The South African wraps up her six-year stint as UN rights chief at the end of this month, and has criticised world leaders for their lethargy on a wide range of conflicts.
After on Thursday lashing out at the UN Security Council for what she called a lack of resolve in ending crises, Pillay said in a statement the dwindling global interest in Syria was “scandalous”.
“I deeply regret that, given the onset of so many other armed conflicts in this period of global destabilisation, the fighting in Syria and its dreadful impact on millions of civilians has dropped off the international radar,” said Pillay.
She said “the killers, destroyers and torturers in Syria have been empowered and emboldened by the international paralysis.”
The Syrian conflict erupted in March 2011 when security forces cracked down on protesters, sparking an uprising against President Bashar al-Assad’s regime.
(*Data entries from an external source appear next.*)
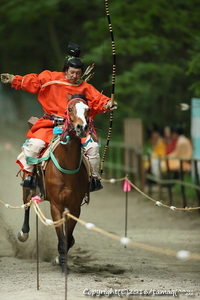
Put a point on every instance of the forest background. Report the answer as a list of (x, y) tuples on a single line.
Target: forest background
[(157, 49)]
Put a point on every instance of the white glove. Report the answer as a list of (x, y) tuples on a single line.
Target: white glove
[(111, 106), (7, 78)]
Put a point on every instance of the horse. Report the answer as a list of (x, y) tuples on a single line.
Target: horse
[(67, 186)]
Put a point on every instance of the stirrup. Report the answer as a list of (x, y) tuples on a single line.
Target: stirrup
[(29, 182), (95, 184)]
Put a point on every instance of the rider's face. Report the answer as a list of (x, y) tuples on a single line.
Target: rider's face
[(73, 75)]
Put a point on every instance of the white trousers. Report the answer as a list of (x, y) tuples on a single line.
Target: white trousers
[(32, 147), (91, 150)]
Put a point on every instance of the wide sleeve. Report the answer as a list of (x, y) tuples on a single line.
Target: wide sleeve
[(31, 82), (97, 100)]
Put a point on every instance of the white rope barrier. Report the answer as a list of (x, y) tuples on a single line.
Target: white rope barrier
[(182, 254)]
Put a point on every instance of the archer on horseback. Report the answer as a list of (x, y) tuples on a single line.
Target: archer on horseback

Pillay said there had been “serious allegations that war crimes and crimes against humanity have been committed time and time again with total impunity” but that the deadlocked UN Security Council had failed to refer the case of Syria to the International Criminal Court “where it clearly belongs.”
The UN last gave a death toll on the conflict in July last year when Secretary General Ban Ki-moon put the number killed at more than 100,000.
In its new tally, a UN team crosschecked 318,910 killings reported to five different sources, including the Syrian government and London-based monitoring group the Syrian Observatory for Human Rights.
After excluding double-counting, 191,369 remained, the statement said, adding that the tally included previously unrecorded killings from the two first years of the conflict.
But the number was likely a significant underestimate, the statistical analysts who produced the report acknowledged, pointing out that nearly 52,000 deaths had not figured among those studied since they lacked either a name, date or location of the killing.
In addition, “a significant number of killings may not have been reported at all by any of the five sources,” they pointed out.
The report showed that more than 85 per cent of those killed were male, but it did not differentiate between combatants and civilians.
Nearly 9,000 children, including more than 2,000 under the age of 10, were among the dead, it said.
Again this figure was likely lower than reality as victims’ ages had not been recorded in 83.8 per cent of cases.
Most died in and around Damascus, where nearly 40,000 deaths were documented, followed by Aleppo, with nearly 32,000 and Homs with more than 28,000, the report showed.
Pillay stressed the “enormity of the suffering” that the numbers represent.
“It is scandalous that the predicament of the injured, displaced, the detained, and the relatives of all those who have been killed or are missing is no longer attracting much attention,” she said.
The UN rights chief urged governments around the world to “take serious measures to halt the fighting and deter the crimes.”
Above all, she said, states should “stop fuelling this monumental, and wholly avoidable human catastrophe through the provision of arms and other military supplies.”